Tamr Catalog: Organize Your Metadata

Much of the roughly $3 to 4 trillion invested in enterprise software over the last 20 years, according to Gartner, has gone toward building and deploying applications to automate and optimize key business processes for specific functions (sales, marketing, manufacturing) and/or geographies (countries, regions). The result: The data tied to these investments is extremely heterogeneous and siloed.

Companies are investing heavily in Big Data Analytics – $44 billion in 2014 alone according to Gartner – in an attempt to benefit from all this data. But Big Data Analytics requires clean, unified data that spans all the various silos. Most companies are finding that this heterogeneity is a massive roadblock to getting high-quality data efficiently into their state-of-the-art analytics and visualization tools. In fact, only 10 to 12% of the available data within an enterprise is used for analytics.

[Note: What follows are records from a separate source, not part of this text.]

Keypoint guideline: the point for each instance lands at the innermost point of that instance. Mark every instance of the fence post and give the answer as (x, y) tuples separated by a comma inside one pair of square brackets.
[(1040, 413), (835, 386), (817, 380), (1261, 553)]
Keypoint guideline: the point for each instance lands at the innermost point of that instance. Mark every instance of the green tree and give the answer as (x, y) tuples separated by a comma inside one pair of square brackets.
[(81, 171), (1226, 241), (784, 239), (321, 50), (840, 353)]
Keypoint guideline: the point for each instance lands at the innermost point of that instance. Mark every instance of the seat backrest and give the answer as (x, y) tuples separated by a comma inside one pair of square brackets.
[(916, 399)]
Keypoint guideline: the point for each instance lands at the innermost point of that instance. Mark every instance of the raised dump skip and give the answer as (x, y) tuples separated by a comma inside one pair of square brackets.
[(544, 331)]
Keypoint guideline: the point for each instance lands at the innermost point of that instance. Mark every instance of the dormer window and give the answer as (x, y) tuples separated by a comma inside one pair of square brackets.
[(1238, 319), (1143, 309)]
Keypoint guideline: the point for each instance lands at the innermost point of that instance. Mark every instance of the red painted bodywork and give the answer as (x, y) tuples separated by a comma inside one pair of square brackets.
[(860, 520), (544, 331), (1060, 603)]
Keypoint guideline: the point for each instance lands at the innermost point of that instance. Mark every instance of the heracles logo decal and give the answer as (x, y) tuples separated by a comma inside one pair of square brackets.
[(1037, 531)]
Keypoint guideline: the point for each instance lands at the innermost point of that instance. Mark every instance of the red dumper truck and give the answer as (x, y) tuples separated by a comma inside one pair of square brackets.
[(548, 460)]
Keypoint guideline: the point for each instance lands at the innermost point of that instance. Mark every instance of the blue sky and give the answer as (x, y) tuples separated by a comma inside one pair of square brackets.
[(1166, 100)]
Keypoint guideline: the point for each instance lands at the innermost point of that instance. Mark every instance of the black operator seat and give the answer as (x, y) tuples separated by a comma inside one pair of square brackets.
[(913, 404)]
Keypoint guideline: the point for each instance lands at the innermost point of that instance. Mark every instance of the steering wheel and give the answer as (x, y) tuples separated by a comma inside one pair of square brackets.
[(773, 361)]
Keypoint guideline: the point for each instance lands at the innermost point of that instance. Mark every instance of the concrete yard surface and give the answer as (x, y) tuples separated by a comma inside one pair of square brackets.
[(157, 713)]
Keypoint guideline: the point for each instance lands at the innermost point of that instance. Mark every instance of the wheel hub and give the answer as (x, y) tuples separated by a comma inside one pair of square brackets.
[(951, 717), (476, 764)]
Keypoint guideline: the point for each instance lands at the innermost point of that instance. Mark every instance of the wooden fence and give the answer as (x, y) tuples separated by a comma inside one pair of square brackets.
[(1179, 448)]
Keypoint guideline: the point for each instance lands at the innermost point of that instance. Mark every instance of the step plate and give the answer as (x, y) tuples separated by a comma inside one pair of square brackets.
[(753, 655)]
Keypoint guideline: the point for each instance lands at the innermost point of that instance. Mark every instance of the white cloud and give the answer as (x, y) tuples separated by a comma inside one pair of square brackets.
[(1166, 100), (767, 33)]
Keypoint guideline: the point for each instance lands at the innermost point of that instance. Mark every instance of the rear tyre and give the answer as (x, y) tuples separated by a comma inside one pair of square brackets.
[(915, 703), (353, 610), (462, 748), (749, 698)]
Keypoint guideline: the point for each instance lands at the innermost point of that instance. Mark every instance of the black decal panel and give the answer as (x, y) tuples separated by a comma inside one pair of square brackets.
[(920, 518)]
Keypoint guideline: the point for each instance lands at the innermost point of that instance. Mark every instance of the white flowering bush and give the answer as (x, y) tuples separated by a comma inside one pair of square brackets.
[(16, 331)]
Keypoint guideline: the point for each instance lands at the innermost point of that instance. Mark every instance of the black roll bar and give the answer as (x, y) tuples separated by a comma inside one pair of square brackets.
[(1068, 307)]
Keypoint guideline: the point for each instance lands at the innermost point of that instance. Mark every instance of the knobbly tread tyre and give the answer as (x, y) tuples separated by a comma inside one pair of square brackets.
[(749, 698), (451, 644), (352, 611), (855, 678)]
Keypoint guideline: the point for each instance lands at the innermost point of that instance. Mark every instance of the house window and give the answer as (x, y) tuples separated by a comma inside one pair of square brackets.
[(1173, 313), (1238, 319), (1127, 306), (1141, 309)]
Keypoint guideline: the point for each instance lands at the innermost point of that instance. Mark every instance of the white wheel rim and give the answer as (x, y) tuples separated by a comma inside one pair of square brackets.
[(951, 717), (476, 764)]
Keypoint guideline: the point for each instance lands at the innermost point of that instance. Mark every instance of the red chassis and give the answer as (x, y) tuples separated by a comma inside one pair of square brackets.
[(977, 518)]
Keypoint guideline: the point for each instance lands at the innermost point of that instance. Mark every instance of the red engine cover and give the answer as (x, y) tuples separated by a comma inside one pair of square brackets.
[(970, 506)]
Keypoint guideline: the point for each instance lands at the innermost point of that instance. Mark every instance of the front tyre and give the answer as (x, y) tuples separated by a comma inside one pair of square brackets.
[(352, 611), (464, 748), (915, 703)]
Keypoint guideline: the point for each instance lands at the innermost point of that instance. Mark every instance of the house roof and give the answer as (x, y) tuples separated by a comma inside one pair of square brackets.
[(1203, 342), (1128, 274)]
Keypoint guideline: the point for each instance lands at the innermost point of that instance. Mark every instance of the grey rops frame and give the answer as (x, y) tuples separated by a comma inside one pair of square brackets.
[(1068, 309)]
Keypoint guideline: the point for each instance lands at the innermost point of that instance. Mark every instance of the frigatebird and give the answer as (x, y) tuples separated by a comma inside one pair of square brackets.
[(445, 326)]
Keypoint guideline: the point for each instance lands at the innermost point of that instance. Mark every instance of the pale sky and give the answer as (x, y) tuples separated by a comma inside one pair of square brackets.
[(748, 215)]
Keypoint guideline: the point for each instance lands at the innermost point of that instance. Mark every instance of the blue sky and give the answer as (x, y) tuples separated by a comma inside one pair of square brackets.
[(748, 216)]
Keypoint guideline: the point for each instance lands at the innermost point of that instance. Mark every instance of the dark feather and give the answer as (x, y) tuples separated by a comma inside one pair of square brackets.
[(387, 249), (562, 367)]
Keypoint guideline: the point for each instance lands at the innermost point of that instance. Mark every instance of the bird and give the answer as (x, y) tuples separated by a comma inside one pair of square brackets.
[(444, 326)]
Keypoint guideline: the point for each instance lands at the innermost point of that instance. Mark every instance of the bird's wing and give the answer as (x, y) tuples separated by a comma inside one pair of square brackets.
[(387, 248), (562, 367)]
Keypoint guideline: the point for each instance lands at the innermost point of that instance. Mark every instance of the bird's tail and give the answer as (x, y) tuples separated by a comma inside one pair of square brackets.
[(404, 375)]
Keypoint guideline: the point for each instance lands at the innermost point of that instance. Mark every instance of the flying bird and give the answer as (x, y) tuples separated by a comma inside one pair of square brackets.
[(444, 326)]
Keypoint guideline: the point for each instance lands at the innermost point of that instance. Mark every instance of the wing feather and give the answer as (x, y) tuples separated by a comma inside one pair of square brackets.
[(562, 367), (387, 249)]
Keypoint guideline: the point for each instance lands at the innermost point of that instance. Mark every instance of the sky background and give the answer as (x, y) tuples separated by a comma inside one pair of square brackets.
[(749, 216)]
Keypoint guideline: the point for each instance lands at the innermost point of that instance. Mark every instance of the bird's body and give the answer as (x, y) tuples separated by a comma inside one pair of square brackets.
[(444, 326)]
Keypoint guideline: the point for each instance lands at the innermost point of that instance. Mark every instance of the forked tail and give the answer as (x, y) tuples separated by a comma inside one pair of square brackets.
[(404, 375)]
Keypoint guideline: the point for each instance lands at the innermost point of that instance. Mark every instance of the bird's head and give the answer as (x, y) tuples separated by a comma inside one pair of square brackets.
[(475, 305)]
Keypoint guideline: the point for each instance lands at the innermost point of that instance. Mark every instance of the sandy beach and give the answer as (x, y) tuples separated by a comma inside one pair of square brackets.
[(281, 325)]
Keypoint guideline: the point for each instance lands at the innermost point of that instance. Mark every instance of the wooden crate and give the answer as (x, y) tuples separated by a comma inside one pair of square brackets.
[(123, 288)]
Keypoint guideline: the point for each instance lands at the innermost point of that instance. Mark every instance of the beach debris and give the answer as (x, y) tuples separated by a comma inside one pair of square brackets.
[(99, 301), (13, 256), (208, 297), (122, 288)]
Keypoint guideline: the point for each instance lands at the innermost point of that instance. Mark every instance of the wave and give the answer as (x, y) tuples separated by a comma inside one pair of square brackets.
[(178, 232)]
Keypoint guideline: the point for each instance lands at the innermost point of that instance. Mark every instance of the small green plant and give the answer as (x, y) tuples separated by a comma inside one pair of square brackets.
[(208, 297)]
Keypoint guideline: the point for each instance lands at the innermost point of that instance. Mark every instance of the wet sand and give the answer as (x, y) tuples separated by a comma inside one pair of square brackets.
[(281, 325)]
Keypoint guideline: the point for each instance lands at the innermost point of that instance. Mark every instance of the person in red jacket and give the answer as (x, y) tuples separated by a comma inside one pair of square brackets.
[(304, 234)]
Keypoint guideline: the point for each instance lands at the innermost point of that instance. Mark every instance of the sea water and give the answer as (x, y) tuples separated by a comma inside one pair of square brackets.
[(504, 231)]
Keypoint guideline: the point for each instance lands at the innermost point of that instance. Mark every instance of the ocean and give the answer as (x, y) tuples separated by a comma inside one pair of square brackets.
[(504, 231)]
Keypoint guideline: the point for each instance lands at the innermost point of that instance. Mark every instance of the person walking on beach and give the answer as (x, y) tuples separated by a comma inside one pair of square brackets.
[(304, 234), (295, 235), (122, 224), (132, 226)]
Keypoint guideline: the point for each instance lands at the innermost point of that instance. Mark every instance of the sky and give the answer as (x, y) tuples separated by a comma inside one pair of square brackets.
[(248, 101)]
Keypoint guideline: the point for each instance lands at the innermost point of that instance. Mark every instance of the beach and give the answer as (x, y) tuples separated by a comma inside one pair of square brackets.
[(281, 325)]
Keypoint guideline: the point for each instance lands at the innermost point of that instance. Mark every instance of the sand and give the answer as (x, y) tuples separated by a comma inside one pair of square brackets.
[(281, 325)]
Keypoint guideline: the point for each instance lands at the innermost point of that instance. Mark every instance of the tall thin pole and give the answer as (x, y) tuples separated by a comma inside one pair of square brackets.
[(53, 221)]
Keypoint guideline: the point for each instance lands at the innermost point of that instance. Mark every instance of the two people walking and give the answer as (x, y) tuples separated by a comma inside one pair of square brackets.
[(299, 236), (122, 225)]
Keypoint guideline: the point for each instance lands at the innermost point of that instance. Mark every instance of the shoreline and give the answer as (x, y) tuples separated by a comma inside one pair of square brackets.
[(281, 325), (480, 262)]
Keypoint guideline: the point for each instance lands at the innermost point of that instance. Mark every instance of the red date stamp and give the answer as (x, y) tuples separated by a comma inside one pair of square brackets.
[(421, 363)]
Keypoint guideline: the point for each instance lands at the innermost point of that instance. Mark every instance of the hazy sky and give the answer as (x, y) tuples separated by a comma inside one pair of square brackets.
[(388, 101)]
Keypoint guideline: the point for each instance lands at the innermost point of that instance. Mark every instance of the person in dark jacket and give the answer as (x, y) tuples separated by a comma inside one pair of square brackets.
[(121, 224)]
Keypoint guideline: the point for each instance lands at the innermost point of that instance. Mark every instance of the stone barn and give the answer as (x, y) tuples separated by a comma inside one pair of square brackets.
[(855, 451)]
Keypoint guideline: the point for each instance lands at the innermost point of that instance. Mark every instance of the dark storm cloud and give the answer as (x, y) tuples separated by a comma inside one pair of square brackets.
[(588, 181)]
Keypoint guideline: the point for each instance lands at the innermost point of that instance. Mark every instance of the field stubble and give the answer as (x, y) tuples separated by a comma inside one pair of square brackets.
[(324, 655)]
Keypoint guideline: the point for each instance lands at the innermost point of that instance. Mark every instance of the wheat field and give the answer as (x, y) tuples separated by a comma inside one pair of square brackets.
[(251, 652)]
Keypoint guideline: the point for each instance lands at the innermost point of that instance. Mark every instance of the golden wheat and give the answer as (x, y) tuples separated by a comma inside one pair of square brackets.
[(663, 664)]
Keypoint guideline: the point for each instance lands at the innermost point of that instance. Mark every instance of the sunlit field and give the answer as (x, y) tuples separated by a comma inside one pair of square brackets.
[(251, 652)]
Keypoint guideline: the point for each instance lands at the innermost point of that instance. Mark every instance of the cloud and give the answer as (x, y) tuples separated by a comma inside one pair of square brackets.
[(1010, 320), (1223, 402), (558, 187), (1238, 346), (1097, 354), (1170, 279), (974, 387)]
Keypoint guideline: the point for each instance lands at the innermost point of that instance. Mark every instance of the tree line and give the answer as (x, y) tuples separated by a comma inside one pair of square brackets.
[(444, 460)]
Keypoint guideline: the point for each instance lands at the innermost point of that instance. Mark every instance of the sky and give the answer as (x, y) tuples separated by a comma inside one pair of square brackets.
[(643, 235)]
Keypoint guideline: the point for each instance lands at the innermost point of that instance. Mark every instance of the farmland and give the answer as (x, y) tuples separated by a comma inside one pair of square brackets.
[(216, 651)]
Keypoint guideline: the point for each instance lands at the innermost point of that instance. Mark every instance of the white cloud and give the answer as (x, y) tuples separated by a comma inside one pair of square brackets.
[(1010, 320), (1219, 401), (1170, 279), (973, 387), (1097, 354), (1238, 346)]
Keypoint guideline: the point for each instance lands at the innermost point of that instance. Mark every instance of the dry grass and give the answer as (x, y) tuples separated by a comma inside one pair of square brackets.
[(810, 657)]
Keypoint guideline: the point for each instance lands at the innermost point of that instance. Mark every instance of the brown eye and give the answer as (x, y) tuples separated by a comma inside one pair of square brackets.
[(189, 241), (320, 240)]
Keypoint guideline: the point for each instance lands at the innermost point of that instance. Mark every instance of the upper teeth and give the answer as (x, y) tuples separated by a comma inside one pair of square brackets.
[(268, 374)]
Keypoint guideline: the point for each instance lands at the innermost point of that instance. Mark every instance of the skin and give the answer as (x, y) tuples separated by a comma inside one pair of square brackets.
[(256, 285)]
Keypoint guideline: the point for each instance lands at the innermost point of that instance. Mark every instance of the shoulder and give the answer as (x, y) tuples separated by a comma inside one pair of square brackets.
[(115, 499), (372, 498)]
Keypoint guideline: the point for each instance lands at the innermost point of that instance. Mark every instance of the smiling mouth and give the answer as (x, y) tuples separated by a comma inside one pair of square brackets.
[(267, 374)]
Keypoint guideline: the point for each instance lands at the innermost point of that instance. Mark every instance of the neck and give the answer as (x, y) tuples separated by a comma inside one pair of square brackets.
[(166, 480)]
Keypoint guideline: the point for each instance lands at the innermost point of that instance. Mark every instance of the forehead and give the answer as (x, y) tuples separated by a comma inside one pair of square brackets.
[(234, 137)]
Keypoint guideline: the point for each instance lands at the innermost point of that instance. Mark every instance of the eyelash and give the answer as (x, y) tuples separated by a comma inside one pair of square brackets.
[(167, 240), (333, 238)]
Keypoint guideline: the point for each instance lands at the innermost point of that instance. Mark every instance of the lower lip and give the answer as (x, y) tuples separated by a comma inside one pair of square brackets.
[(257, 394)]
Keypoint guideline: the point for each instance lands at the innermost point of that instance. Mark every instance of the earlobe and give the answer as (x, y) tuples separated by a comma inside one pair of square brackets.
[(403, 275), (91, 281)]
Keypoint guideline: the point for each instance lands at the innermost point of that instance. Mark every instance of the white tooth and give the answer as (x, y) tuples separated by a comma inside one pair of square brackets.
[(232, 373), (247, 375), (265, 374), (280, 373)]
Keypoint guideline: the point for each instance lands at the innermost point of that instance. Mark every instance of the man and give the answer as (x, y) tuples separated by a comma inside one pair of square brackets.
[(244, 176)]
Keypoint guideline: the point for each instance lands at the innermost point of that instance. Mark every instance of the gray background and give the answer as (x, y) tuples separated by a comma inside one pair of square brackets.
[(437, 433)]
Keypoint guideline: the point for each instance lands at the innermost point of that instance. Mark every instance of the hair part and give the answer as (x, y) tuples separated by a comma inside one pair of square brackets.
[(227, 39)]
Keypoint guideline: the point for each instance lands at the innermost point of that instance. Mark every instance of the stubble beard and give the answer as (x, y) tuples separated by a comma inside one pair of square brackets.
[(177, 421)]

The problem runs deeper: Not only are enterprises unable to use this heterogeneous data for analysis, it is far
too complex and time-consuming to even identify and locate all of the other “dark” data relevant to analysis. Knowledge about the data is so fragmented across the enterprise that an average CIO does not have an inventory of all of their data sources and attributes, let alone how they relate to logical entities (e.g., customers, suppliers). And some of the most useful attributes remain underutilized because of lack of knowledge sharing across departments. 

+ IDC has stated that up to 90% of big data is dark data 1.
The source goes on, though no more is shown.